Ou seja, trinta e cinco anos depois da entrada na CEE o país está claramente melhor, mas uma parte importante dos portugueses continuará a lutar para não ficar mais empobrecida.

Os grandes riscos da sociedade portuguesa

Em segundo lugar, é preciso prevenir e antecipar os grandes riscos, pois eles podem causar-nos danos profundos e impedir a resolução dos défices estruturais. No dia 25 de abril de 2024 a democracia portuguesa comemorará meio século de existência.

Nessa data é muito provável que o enquadramento global e europeu e algumas das suas linhas vermelhas estejam ao rubro, por exemplo: os efeitos da crise climática, as ameaças virais e pandémicas, o risco permanente de uma crise nuclear, o perigo terrorista sempre iminente, o risco informático e a guerra cibernética, a ameaça populista e a regressão iliberal, as tensões geopolíticas com a China e a Rússia, a saúde da economia global e do multilateralismo, a falta de confiança no projeto europeu. Para lá destas linhas vermelhas, existem alguns riscos mais próximos de nós e que mais diretamente nos podem afetar.

1 – Alterações climáticas, impactos devastadores

Os episódios são cada vez mais frequentes, mais distribuídos e mais violentos e os últimos relatórios dos peritos apresentam-nos datas e prazos cada vez mais próximos de nós.

2 – Mediterrâneo, estados falhados e crise de refugiados

Passaram dez anos sobre a primavera árabe e os acontecimentos falam por si, estamos perante estados falhados, cada vez mais radicalizados e com fluxos de refugiados cada vez mais intensos e próximos de nós.

3 – Espanha, uma grave crise política interna

Uma grave crise política interna, por razões que se prendem com o regionalismo independentista e sua associação à crise da monarquia, pode eclodir a qualquer momento. Um vizinho tão poderoso e tão instável não é uma boa notícia, sobretudo, se acrescentarmos os problemas relativos às centrais nucleares próximo das fronteiras e a gestão da água dos rios internacionais da península.

4 – Diáspora portuguesa, uma crise no horizonte

Não chegam boas notícias da diáspora portuguesa, basta pensar na Venezuela, África do Sul, Angola, Moçambique ou Brasil, para citar apenas os mais críticos. Se à crise político-económica e social juntarmos os episódios climáticos e pandémicos estão reunidas as condições para uma crise grave no horizonte próximo.

5 – União Europeia, uma grave crise de confiança

A União Europeia demonstrou ser, mais uma vez, uma organização política fundamental na prevenção e combate aos grandes riscos. Por isso mesmo, qualquer fratura ou disfuncionamento na sua atividade pode ser uma péssima notícia para todos os europeus.
Para lá dos bens públicos globais, a União Europeia tem de estar muito atenta às desigualdades sociais e à polarização social, são elas que conduzem ao radicalismo, populismo e nacionalismo europeus e a uma grave crise de confiança.

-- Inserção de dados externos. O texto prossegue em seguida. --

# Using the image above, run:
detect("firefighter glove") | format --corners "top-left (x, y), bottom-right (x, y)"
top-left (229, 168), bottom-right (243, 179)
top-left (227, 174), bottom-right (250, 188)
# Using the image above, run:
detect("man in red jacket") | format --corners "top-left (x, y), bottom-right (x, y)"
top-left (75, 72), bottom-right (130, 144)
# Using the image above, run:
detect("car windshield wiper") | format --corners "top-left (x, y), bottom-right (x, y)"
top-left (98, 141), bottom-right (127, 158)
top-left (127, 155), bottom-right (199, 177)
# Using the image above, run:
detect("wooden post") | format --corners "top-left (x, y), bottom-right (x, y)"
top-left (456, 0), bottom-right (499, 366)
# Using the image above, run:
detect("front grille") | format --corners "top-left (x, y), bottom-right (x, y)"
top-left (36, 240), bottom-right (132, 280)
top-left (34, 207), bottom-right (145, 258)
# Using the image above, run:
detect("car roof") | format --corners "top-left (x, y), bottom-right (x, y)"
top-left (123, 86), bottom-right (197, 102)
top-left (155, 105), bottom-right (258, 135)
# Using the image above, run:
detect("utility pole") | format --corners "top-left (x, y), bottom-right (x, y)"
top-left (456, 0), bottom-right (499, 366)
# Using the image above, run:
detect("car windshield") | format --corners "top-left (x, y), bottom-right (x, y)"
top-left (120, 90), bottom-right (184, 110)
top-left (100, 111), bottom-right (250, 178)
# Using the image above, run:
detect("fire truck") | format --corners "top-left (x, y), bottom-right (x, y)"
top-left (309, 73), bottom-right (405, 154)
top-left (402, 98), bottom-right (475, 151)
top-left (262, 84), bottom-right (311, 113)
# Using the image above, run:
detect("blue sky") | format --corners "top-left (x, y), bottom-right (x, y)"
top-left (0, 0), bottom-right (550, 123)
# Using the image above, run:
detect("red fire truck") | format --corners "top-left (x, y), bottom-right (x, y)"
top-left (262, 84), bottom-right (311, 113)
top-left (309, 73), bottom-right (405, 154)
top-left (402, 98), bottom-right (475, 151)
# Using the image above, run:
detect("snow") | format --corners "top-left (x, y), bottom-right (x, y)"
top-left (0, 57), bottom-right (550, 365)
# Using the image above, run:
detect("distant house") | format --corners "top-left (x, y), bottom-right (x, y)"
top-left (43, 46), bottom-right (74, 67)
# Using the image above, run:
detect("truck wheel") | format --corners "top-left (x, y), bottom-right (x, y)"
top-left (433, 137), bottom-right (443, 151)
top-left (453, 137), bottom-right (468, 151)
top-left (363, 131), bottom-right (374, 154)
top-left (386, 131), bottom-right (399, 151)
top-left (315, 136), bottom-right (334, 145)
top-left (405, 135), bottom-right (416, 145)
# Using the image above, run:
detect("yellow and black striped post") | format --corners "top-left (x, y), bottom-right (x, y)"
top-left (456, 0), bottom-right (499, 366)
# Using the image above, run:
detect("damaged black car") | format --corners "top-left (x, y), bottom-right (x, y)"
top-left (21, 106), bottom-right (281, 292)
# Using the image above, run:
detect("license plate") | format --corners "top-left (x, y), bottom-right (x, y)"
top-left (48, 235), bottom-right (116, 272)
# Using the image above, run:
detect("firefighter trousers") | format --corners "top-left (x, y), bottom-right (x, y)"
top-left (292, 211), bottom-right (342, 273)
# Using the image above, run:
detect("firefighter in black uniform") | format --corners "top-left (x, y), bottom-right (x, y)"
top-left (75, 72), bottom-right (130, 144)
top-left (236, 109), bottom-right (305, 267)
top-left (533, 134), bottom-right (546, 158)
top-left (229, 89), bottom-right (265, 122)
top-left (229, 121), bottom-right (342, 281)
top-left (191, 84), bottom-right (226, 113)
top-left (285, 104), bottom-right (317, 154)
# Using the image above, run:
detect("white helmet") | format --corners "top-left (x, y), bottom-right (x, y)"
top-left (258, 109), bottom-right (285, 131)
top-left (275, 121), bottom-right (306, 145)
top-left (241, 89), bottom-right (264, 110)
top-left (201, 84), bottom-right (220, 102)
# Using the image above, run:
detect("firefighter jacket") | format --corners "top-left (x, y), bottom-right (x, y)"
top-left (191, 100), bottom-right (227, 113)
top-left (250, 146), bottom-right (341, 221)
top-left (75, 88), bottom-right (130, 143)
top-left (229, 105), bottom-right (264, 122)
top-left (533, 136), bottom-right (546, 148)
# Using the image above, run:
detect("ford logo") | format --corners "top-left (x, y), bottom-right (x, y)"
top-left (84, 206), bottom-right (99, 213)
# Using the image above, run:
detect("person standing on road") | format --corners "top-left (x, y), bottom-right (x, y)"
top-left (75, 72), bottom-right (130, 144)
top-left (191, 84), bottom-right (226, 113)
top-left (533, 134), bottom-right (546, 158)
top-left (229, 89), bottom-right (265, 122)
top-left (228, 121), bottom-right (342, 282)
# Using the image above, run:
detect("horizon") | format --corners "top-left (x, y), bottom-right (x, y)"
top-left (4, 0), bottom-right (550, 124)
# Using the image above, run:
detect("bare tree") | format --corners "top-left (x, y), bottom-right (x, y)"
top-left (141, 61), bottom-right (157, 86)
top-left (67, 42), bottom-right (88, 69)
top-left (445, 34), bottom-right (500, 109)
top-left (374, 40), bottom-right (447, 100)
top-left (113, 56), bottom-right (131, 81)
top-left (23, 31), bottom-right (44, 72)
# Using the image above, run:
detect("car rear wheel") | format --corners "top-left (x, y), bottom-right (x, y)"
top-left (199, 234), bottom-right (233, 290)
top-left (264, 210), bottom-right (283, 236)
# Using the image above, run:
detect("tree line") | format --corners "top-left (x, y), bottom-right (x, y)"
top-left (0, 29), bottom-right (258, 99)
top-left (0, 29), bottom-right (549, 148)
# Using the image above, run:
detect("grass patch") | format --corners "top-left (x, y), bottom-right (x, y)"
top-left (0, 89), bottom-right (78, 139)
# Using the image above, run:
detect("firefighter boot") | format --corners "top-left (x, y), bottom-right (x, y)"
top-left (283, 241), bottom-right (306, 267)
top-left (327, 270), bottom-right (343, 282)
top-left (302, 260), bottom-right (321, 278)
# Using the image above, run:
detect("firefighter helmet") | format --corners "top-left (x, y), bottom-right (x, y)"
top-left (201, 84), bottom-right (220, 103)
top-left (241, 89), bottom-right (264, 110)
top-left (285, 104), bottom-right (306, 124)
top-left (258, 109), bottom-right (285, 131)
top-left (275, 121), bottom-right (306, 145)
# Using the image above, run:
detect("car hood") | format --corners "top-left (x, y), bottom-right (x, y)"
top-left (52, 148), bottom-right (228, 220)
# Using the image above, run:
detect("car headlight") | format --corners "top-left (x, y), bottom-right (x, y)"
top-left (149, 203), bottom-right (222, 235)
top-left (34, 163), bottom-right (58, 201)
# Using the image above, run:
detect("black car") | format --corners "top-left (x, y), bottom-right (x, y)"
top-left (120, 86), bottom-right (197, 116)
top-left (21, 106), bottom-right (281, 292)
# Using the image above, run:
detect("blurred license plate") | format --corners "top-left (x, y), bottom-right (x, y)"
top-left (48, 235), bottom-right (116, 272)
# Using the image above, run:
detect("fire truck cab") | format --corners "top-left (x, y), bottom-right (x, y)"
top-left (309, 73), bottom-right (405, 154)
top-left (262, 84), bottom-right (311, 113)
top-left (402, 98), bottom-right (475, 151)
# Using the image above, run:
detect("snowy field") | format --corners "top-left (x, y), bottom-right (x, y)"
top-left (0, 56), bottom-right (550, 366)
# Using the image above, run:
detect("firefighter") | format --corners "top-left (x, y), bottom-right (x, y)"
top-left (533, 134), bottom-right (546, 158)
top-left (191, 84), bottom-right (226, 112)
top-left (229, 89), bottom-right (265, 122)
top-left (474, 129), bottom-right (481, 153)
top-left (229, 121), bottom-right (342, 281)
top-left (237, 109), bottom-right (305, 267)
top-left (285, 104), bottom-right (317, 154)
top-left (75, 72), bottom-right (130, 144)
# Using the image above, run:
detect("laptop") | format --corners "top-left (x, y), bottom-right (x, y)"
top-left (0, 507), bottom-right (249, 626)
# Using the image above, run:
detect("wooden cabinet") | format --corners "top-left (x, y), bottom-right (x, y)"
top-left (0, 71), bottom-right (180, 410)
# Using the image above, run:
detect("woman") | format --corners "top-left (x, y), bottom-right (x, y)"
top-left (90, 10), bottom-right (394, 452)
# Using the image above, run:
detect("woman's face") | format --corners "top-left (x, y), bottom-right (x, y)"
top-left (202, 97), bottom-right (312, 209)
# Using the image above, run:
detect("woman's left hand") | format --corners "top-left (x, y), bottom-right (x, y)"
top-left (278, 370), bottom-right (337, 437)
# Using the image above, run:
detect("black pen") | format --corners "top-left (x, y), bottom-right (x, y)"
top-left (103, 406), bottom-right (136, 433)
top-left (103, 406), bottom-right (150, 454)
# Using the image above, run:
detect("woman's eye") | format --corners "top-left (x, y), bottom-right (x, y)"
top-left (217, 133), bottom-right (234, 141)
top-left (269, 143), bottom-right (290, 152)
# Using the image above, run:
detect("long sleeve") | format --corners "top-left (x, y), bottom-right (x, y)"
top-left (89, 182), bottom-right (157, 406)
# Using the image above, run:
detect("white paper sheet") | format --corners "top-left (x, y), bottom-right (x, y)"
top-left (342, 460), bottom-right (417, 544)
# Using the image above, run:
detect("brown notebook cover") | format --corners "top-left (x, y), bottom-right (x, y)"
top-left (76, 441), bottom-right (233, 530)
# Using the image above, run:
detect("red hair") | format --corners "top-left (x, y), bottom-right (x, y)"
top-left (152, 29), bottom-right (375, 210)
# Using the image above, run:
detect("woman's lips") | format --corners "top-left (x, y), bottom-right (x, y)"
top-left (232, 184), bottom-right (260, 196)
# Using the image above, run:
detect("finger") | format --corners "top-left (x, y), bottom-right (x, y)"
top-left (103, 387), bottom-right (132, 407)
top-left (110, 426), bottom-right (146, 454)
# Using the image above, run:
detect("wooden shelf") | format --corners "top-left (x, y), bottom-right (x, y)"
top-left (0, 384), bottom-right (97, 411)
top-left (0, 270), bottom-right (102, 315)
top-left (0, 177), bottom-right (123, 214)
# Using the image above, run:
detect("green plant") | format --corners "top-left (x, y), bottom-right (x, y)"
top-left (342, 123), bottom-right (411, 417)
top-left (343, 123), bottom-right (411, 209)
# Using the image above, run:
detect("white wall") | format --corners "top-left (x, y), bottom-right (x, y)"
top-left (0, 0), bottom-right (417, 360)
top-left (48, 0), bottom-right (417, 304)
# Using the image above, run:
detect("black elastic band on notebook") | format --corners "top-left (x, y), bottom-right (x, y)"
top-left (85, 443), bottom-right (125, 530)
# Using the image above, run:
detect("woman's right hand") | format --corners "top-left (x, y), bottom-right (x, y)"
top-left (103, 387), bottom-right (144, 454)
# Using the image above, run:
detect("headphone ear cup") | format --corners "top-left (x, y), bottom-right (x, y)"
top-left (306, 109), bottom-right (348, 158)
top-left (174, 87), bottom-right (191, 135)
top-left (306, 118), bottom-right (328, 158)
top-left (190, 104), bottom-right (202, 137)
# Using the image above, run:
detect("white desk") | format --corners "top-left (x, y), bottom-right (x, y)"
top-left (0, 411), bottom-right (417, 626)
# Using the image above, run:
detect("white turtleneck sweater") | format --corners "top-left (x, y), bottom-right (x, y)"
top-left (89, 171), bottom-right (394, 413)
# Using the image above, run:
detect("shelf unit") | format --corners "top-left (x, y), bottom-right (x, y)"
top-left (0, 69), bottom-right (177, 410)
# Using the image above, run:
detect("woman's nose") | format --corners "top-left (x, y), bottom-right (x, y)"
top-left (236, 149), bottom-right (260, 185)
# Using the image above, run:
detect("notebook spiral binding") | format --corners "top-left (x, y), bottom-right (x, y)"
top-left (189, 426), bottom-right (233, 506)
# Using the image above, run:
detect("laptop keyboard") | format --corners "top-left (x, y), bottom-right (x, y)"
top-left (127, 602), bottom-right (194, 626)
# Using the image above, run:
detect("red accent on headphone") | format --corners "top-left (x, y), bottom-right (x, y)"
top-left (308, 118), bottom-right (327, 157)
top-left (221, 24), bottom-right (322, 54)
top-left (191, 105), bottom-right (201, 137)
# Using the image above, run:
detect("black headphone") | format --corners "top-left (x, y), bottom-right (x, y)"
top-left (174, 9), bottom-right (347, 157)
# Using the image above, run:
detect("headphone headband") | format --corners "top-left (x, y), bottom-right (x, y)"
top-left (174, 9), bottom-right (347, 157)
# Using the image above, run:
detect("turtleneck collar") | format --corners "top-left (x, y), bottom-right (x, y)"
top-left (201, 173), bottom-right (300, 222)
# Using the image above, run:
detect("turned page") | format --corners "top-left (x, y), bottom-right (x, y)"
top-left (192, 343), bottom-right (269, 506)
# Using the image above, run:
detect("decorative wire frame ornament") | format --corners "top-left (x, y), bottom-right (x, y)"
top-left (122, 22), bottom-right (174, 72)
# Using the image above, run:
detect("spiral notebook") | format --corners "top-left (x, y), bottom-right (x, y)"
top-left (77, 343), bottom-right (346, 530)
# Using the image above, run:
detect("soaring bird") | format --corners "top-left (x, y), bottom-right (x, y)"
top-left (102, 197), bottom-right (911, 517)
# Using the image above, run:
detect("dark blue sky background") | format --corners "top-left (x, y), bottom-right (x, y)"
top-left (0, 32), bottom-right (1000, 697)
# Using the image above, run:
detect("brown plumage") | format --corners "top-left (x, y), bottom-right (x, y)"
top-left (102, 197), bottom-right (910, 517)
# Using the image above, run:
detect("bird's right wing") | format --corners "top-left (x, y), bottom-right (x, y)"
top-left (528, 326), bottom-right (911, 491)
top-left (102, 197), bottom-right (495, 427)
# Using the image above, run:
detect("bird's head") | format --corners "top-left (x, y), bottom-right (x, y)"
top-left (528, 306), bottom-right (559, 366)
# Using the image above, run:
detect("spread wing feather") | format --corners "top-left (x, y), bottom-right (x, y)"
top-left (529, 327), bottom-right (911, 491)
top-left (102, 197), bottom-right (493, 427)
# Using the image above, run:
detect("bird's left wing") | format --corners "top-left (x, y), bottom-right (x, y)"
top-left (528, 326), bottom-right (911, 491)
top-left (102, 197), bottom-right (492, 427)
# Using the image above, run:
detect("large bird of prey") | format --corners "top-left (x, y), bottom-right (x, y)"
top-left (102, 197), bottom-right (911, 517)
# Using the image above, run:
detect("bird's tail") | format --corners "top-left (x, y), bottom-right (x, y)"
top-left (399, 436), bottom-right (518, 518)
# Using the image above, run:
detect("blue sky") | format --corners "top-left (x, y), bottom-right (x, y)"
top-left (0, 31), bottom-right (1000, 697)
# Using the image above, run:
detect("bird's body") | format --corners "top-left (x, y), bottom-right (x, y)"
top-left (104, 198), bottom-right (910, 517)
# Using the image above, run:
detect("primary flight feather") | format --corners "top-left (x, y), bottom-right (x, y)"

Portugal 2030, as mudanças paradigmáticas

Em terceiro lugar, e em simultâneo com os défices e os riscos mencionados, teremos as mudanças paradigmáticas que irão alterar a geoeconomia global (a hegemonia da zona do Indo-Pacífico), a posição relativa dos países, dos atores económicos, das suas regiões e o bem-estar das suas populações.

1 – O pacto ecológico europeu e a nova matriz energética

Do acordo de Paris (2015) ao pacto ecológico europeu e à lei europeia do clima (2021), trata-se de alcançar a neutralidade carbónica em 2050 e uma redução de 55% das emissões até 2030.
A descarbonização e a nova matriz energética vão alterar de forma muito assimétrica as várias economias nacionais e regionais, razão pela qual foi criado um fundo de transição justa para o efeito.
Os novos arranjos produtivos serão mais complexos.

2 – A grande transformação digital e a reorganização do mercado de trabalho

A transformação tecnológica e digital em curso tem um impacto muito desigual nas economias nacionais e regionais e nos seus respetivos mercados de trabalho. Por outro lado, a redução da pegada ecológica e energética obriga a rever muitas cadeias de valor e algumas delas serão mesmo desglobalizadas e relocalizadas. A relação entre transformação digital e mercado de trabalho é, por isso, muito variável nas suas consequências nacionais e regionais.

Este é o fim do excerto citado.